Sep 20, 2009

Competencies of HR professionals in Singapore

The largest ongoing study of the competencies of HR professionals across the world conducted by RBL Group and The University of Michigan, came up with six key findings that constitute the competencies of HR professionals.

I got the following press release from the Singapore Human Capital Summit 2009, a premier conference on managing and developing human capital (or human resources), organized in Asia. Three studies focusing on HR in Asia will be released between now and the beginning of the conference on September 29th.
Over the last 20 years, The RBL Group and the University of Michigan have conducted the largest ongoing study of the competencies of HR professionals across the world with a database of more than 45,000 people from North and Latin America, Europe, Australia, China and India. In the most recent round of their global research, The RBL Group found that six categories or factors constitute the competencies of HR professionals:

  1. Credible Activist,
  2. Culture and Change Steward,
  3. Talent Manager / Organisational Designer,
  4. Strategy Architect,
  5. Operational Executor and
  6. Business Ally.

The preliminary findings of the Singapore study revealed that while local HR professionals do the best job at being a credible activist, they need to strengthen the rest of the competencies, especially the Business Ally competency, in order to add greater value to business results. These findings are similar to the global results.

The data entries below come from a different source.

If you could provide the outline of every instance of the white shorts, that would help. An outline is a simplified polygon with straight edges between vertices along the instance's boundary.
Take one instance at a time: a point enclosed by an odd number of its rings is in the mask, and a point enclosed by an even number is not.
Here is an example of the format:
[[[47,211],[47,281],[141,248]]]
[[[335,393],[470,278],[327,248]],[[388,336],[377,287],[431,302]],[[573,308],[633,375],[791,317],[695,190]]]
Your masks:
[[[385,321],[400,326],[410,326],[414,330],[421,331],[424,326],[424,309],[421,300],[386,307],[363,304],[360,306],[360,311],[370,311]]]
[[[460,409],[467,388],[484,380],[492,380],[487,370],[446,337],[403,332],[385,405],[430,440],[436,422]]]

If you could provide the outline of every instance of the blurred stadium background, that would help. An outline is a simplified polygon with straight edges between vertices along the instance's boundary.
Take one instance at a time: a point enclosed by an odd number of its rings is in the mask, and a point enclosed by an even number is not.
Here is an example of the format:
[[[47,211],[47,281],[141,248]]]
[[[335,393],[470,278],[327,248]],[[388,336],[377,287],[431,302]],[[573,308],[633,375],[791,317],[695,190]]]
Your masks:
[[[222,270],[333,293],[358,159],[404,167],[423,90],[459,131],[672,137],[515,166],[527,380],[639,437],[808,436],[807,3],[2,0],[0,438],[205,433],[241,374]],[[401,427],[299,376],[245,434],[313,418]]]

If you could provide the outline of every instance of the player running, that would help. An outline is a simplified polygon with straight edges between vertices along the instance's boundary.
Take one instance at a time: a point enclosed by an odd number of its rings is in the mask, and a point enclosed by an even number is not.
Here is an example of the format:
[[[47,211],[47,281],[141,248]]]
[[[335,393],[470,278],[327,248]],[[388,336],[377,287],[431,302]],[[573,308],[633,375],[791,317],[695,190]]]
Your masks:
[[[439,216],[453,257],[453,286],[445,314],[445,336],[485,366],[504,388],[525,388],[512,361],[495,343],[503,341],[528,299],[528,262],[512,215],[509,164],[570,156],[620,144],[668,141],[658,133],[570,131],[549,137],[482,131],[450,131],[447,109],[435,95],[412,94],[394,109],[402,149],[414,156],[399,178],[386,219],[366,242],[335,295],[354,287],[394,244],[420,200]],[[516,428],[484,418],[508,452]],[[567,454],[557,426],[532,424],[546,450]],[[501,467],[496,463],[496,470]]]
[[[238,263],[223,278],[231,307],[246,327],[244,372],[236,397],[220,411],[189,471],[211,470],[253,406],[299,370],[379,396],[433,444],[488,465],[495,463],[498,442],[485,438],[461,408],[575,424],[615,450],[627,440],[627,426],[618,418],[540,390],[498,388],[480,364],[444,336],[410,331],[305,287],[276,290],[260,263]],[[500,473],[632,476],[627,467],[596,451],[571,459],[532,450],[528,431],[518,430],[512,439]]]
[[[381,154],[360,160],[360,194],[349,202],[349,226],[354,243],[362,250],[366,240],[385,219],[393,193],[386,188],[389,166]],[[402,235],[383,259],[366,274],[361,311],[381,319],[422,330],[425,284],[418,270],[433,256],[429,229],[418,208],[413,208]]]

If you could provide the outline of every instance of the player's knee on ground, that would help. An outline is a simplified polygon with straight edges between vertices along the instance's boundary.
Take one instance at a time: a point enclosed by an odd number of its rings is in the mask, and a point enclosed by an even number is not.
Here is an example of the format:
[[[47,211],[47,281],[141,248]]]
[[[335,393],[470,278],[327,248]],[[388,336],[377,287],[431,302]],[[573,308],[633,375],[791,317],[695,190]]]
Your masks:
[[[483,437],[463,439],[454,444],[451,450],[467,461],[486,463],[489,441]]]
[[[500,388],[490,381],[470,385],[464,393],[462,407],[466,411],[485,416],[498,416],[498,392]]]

Another finding showed that the impact local HR professionals can have on business results and their personal performance is noticeably greater than the impact of their global HR counterparts (by up to 12 per cent) when they can harness these competencies effectively. This is despite the finding that they are rated consistently lower in all categories of HR competencies compared to global findings. This may indicate that the expectations on local HR professionals by their business partners are greater than elsewhere in the world - their line management colleagues expect them to be better and to contribute even more than their global counterparts.

Commenting on the implications of the findings, Professor Dave Ulrich, Partner and Co-founder of The RBL Group, said: “With a higher expectation by their line management colleagues, HR professionals in Singapore need to more effectively translate their business knowledge to strategy formulation and implementation for business success.”

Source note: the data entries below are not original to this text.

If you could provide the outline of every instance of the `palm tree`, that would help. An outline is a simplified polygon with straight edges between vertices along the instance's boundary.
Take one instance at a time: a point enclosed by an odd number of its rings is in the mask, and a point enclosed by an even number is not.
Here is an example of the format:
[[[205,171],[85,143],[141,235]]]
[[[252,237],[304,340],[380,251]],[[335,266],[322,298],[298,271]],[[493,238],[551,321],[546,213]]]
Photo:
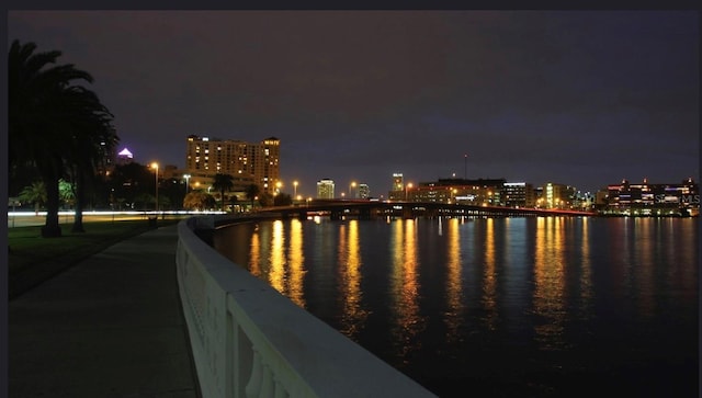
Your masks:
[[[112,114],[98,96],[82,87],[67,90],[66,135],[71,137],[66,152],[66,168],[76,186],[73,232],[84,232],[82,212],[88,185],[95,185],[105,155],[114,149],[118,137],[112,127]]]
[[[216,173],[214,181],[212,183],[212,187],[215,191],[219,191],[220,195],[222,195],[222,211],[224,212],[224,205],[225,205],[225,200],[224,200],[224,192],[227,191],[231,191],[231,189],[234,187],[234,177],[231,177],[230,174],[223,174],[223,173]]]
[[[13,41],[8,57],[8,141],[10,167],[33,163],[46,187],[46,223],[43,237],[58,237],[58,181],[64,175],[65,153],[86,117],[76,103],[80,87],[75,80],[92,77],[73,65],[56,64],[58,50],[35,53],[36,44]],[[82,94],[81,94],[82,95]],[[67,112],[68,111],[68,112]],[[82,129],[81,129],[82,132]],[[92,153],[92,152],[90,152]],[[83,153],[84,156],[84,153]]]
[[[42,205],[46,203],[44,182],[35,181],[32,185],[25,186],[20,192],[20,201],[34,203],[34,212],[38,213]]]

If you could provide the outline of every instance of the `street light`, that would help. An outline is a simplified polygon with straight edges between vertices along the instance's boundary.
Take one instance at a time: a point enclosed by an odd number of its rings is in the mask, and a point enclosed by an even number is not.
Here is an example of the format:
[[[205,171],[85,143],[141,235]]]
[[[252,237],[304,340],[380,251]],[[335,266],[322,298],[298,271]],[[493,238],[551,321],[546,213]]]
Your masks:
[[[190,185],[190,174],[183,174],[185,179],[185,194],[188,194],[188,186]]]
[[[151,163],[151,169],[156,169],[156,213],[158,213],[158,163],[157,162],[152,162]]]

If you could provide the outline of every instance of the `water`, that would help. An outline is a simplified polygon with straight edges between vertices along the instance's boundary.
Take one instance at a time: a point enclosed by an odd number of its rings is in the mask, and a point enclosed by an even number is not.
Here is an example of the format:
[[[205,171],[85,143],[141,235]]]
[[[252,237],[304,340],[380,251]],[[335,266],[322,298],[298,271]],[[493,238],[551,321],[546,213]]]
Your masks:
[[[288,219],[215,247],[442,397],[698,397],[698,226]]]

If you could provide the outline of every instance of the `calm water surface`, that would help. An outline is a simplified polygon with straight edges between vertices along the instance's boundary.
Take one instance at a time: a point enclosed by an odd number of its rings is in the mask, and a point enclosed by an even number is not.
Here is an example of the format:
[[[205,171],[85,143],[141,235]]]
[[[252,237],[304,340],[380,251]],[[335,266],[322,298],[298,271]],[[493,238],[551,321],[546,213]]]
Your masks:
[[[233,226],[215,247],[442,397],[698,397],[698,234],[687,218],[322,218]]]

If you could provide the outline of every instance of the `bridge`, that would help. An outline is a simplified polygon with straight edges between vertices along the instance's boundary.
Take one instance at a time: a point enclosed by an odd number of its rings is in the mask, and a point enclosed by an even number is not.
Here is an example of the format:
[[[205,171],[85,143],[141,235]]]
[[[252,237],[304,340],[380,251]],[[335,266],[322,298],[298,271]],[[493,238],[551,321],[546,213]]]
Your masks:
[[[278,215],[282,218],[307,218],[325,215],[331,219],[342,218],[415,218],[415,217],[536,217],[536,216],[597,216],[595,212],[556,208],[478,206],[437,202],[401,202],[367,200],[314,200],[292,206],[265,207],[259,214]]]

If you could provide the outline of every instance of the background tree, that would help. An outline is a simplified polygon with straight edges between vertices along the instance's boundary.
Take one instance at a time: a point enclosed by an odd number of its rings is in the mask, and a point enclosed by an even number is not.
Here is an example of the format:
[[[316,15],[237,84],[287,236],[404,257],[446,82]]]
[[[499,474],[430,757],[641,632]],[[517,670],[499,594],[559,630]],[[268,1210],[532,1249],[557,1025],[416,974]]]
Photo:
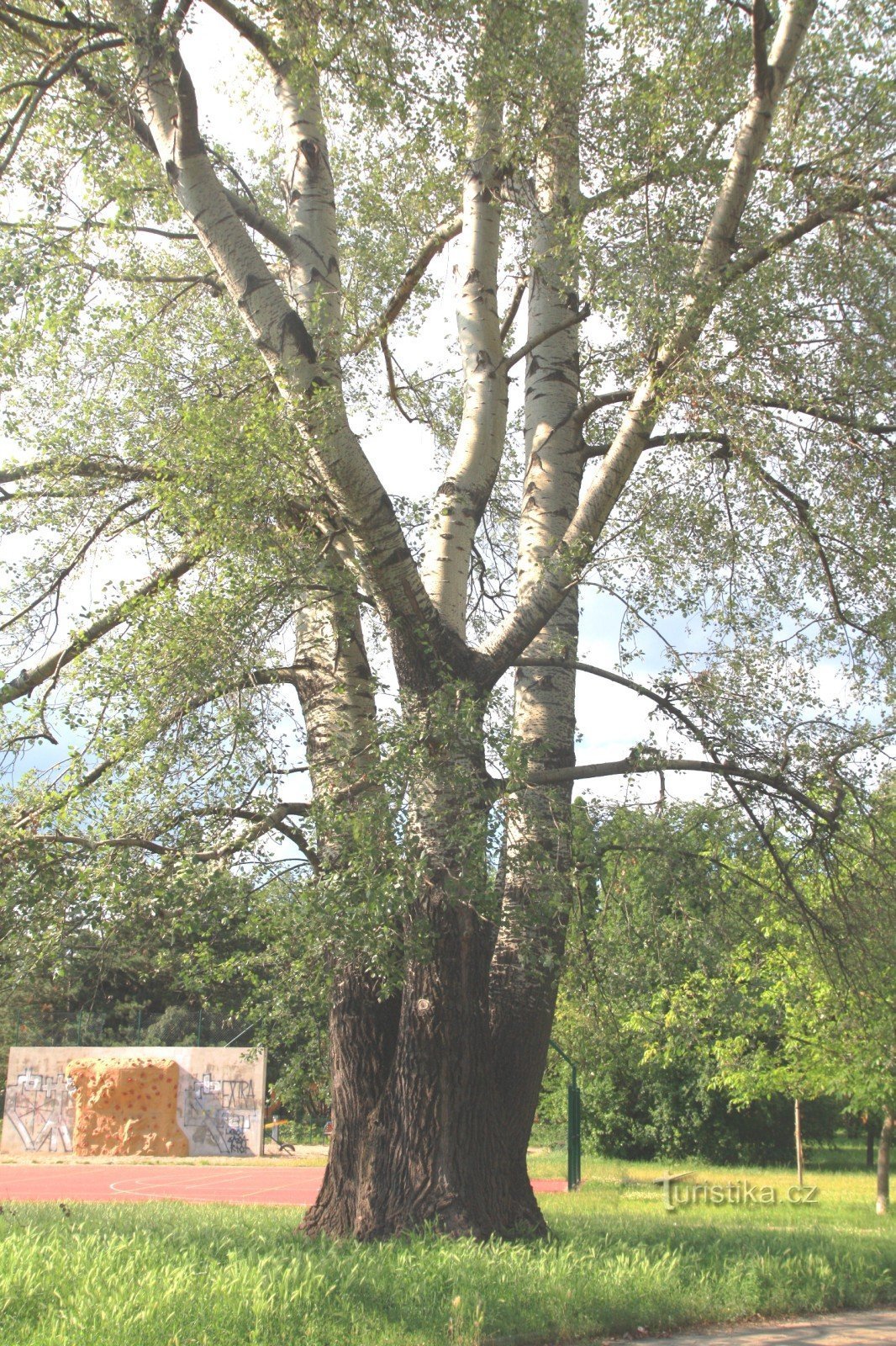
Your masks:
[[[733,950],[755,940],[768,906],[751,874],[759,839],[705,804],[589,814],[578,802],[577,817],[577,902],[554,1038],[580,1067],[584,1135],[627,1159],[790,1162],[787,1081],[744,1093],[721,1078],[713,1054],[736,1012]],[[772,909],[779,923],[786,896]],[[693,989],[706,984],[717,989],[712,1012]],[[552,1061],[542,1119],[565,1117],[565,1089]],[[842,1102],[827,1096],[839,1092],[834,1082],[810,1092],[822,1097],[805,1106],[807,1140],[834,1139]]]
[[[673,825],[661,860],[665,865],[669,856],[678,859],[687,832],[700,836],[706,829],[694,859],[720,867],[726,888],[714,914],[708,910],[701,919],[701,945],[704,931],[714,933],[705,941],[708,956],[679,961],[655,977],[626,1027],[647,1062],[697,1069],[709,1089],[735,1106],[782,1097],[838,1098],[853,1113],[883,1114],[877,1178],[883,1214],[896,1085],[892,793],[884,790],[868,817],[845,818],[833,849],[791,853],[788,870],[791,878],[799,871],[805,911],[787,900],[767,856],[743,837],[732,847],[732,833],[725,844],[717,824],[710,830],[708,821],[694,826],[694,820],[689,829]],[[639,868],[636,833],[628,839],[632,844],[635,860],[627,863]],[[647,853],[654,849],[647,843]],[[652,887],[659,895],[646,938],[657,958],[669,957],[674,942],[662,921],[662,882],[654,879]],[[678,887],[679,894],[687,891],[687,884]],[[686,926],[681,896],[674,907],[675,926]],[[811,1108],[803,1114],[811,1116]],[[798,1163],[802,1180],[802,1156]]]
[[[889,669],[885,12],[0,23],[0,704],[13,760],[67,748],[7,853],[305,864],[336,1119],[307,1228],[541,1230],[572,782],[709,773],[774,849],[887,732],[811,678],[846,660],[861,705]],[[457,343],[414,341],[452,238]],[[404,486],[398,443],[428,502],[374,470]],[[657,678],[578,662],[584,586],[623,662],[679,621]],[[576,763],[576,672],[662,746]]]

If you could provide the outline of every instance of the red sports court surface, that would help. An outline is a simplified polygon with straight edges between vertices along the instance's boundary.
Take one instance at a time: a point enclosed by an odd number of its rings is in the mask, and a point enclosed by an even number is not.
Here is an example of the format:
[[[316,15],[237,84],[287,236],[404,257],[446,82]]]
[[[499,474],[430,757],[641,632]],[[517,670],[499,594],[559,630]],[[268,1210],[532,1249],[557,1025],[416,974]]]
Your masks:
[[[0,1164],[4,1201],[226,1201],[239,1206],[308,1206],[323,1168],[250,1164]],[[537,1178],[535,1191],[565,1191]]]

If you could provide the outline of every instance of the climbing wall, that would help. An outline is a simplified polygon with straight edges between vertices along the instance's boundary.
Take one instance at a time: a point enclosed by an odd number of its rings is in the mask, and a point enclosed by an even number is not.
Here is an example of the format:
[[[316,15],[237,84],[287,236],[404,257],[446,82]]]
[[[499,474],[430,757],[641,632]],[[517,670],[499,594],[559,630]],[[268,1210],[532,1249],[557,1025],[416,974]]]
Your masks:
[[[239,1047],[12,1047],[0,1151],[258,1155],[265,1063]]]
[[[178,1125],[176,1061],[75,1059],[69,1062],[66,1075],[74,1086],[77,1155],[190,1154],[190,1140]]]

Professor Wayne Brockbank, Partner of The RBL Group and principal investigator for this study, added: “Singapore HR practitioners also need to have greater knowledge and skills at aligning their HR activities to create effective business cultures and to be a more effective change management agent. Essentially, they need to understand their roles and agendas through which they create more customer-focused organisations. The internal clients of Singapore HR professionals expect them to add greater value. The HR community in Singapore has a mandate to develop greater knowledge and skills that enable them to add greater value to the business.”